Saturday, August 6, 2011

Dr. Drew Inquires: Who Down Graded the USA's Credit Rating at S&P

The primary credit analyst who authored the downgrade report was Nikola G Swann, CFA, FRM, Toronto according to the cover page of the S&P report.  See,  Nevertheless, Swann is simply an observer carefully watching our U.S. train wreck under the Obama administration.  Swann is simply recording the disaster of the Obama administration much the same way that someone would track the Titanic heading toward an obvious, well-known iceberg.

The decision to downgrade the U.S. for the first time in U.S. history was based on the failure of the U.S. to make reasonable progress in terms of the transparent and objective criteria originally outlined by S&P on June 30, 2011.  See,  In their sovereign credit analysis, S&P indicates that they look at the following variables:

  • Institutional effectiveness and political risks, reflected in the political score.
  • Economic structure and growth prospects, reflected in the economic score.
  • External liquidity and international investment position, reflected in the external score.
  • Fiscal performance and flexibility, as well as debt burden, reflected in the fiscal score.
  • Monetary flexibility, reflected in the monetary score.
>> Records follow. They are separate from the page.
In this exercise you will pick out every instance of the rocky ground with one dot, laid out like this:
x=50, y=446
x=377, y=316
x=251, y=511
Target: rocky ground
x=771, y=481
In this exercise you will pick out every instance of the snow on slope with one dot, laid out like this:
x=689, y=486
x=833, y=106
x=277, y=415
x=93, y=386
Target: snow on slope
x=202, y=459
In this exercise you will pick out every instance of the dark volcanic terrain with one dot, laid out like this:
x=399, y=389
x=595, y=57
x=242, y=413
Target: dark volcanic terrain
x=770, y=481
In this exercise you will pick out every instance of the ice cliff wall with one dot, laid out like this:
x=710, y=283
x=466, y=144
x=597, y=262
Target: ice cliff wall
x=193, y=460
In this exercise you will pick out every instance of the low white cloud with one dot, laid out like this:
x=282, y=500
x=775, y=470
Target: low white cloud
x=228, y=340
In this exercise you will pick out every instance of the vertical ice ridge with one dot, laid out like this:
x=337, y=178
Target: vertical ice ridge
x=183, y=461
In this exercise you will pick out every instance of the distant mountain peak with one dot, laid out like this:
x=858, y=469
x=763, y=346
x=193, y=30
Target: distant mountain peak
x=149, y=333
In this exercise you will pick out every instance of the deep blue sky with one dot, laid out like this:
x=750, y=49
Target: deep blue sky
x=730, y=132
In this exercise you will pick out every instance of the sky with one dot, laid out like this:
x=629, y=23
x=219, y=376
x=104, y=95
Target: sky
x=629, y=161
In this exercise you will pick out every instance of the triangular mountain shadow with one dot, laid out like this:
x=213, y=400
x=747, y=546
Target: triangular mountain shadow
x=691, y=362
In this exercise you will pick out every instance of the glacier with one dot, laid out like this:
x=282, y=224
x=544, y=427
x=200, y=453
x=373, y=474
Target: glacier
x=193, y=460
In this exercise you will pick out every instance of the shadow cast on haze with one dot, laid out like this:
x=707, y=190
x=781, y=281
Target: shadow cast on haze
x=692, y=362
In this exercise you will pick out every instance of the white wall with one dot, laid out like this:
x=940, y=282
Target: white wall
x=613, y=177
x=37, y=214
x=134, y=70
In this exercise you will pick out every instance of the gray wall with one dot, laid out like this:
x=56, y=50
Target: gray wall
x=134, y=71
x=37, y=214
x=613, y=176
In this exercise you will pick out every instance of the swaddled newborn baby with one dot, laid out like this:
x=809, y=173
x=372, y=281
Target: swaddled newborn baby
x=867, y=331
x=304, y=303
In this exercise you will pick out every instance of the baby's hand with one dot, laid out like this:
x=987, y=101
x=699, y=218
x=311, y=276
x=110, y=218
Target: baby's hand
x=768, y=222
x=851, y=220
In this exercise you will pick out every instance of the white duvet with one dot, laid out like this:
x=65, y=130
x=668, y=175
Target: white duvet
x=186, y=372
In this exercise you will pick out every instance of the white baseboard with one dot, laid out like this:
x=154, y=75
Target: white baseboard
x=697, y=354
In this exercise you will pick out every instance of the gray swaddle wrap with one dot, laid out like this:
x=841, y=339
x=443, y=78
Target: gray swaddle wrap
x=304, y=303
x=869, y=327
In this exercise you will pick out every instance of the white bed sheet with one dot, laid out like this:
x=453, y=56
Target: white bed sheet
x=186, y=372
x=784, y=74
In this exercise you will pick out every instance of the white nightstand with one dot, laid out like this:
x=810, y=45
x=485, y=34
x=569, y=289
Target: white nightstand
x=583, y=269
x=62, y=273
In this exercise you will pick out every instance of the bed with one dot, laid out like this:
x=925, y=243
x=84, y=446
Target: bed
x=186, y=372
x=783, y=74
By all accounts, the key factor that changed dramatically over the last year was the political score which included an assessment of

  • The effectiveness, stability, and predictability of the sovereign's policymaking and political institutions (primary factor).
  • The transparency and accountability of institutions, data, and processes, as well as the coverage and reliability of statistical information (secondary factor).
  • The government's payment culture (potential adjustment factor).
  • The potential effect of external organizations on policy setting (potential adjustment factor).

These factors were chosen, in part, because the political score captures the factors listed above, in a manner which is uncorrelated with any particular political system.

Quite simply, the inability of the Obama administration to pull together a deal until the very last moment provided S&P with the evidence it needed to determine that we were relatively less likely - compared to our peer countries including Canada, France, Germany and the U.K. - to resolve this crisis in the face of mounting pressures. 

As S&P states: "A new political consensus might (or might not) emerge after the 2012 elections, but we believe that by then, the government debt burden will likely be higher, the needed medium-term fiscal adjustment potentially greater, and the inflection point on the U.S. population's demographics and other age-related spending drivers closer at hand (see "Global Aging 2011: In The U.S., Going Gray Will Likely Cost Even More Green, Now," June 21, 2011)." (Research Update: United States of America Long-Term Rating Lowered To 'AA+' On Political Risks And Rising Debt Burden; Outlook Negative, pp. 3-4.)

John C. Drew, Ph.D. is an award-winning political scientist.